In 1989, screenings of Harlem Nights across the country lead to gunfire and fistfights. Two people were killed in a shooting in Southfield, Michigan, and a teenage male was killed in a shooting at a theater in Richmond, California. The violence lead to controversy for the movie.

In May 1998, eight people were shot and injured in a gang-related attack during a screening of I Got the Hook Up at a theater in Bakersfield, California.

On December 25, 2008, in Philadelphia, during a screening of The Curious Case of Benjamin Button, a 29-year-old man got upset at a loud man in a theater and threw popcorn at his son and shot the man in the left arm. The shooter was found guilty of aggravated assault and sentenced to 11 to 23 months of house arrest and 5 years of probation.

A screening of Alice in Wonderland had to be stopped short at the Regal Stadium 14 in Bowie, Maryland due to a fight that occurred over a teenager who constantly put her feet on the chair of a child sitting in front of her. The father of the child had to be escorted out of the theater by local police.

On January 13, 2014, a 71-year-old retired police officer shot at a couple who were allegedly texting during a screening of Lone Survivor in Wesley Chapel, Florida. The 43-year-old male victim died soon afterwards. The suspect was charged with second degree murder and attempted murder.

===Mass shootings===
On July 20, 2012, during a midnight screening of the film The Dark Knight Rises at a Century movie theater in Aurora, Colorado, James Eagan Holmes perpetrated a mass shooting, killing 12 and injuring 70 others.
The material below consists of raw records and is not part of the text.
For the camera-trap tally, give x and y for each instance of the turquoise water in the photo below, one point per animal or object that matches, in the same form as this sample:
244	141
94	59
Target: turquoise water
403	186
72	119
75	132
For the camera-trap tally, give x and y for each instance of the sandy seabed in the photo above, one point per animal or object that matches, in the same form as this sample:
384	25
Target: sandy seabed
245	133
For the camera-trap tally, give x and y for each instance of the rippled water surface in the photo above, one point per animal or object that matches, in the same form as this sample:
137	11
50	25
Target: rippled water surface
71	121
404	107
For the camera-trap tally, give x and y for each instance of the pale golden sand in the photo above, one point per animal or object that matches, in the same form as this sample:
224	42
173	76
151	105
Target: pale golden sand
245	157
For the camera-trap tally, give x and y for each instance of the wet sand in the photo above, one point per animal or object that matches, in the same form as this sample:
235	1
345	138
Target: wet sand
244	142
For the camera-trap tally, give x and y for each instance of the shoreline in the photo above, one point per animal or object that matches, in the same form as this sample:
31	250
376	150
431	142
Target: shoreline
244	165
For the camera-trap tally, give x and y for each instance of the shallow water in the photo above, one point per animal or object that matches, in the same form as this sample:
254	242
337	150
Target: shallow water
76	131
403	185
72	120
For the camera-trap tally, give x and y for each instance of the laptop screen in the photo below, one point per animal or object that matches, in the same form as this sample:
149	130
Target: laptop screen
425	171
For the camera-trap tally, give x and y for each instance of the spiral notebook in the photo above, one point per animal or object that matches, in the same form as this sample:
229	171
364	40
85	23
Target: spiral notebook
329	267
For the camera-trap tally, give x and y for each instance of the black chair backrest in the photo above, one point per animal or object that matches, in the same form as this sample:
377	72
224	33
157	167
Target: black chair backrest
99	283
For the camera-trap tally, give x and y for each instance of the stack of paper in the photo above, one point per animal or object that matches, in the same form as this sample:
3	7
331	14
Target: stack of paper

It was the second-deadliest shooting in Colorado, and had the largest number of casualties of any U.S. mass shooting until the Orlando nightclub shooting. Christian Bale, who plays Batman in the film, visited several victims in the hospital. The shooting also led to threats of violence across other theaters in the county screening The Dark Knight Rises, as well as an increase in security in theaters. Holmes is currently serving a sentence of life without parole.

On July 23, 2015, during a screening of Trainwreck, John Russel Houser opened fire at The Grand Theatre in Lafayette, Louisiana, killing two and wounding nine others, before committing suicide.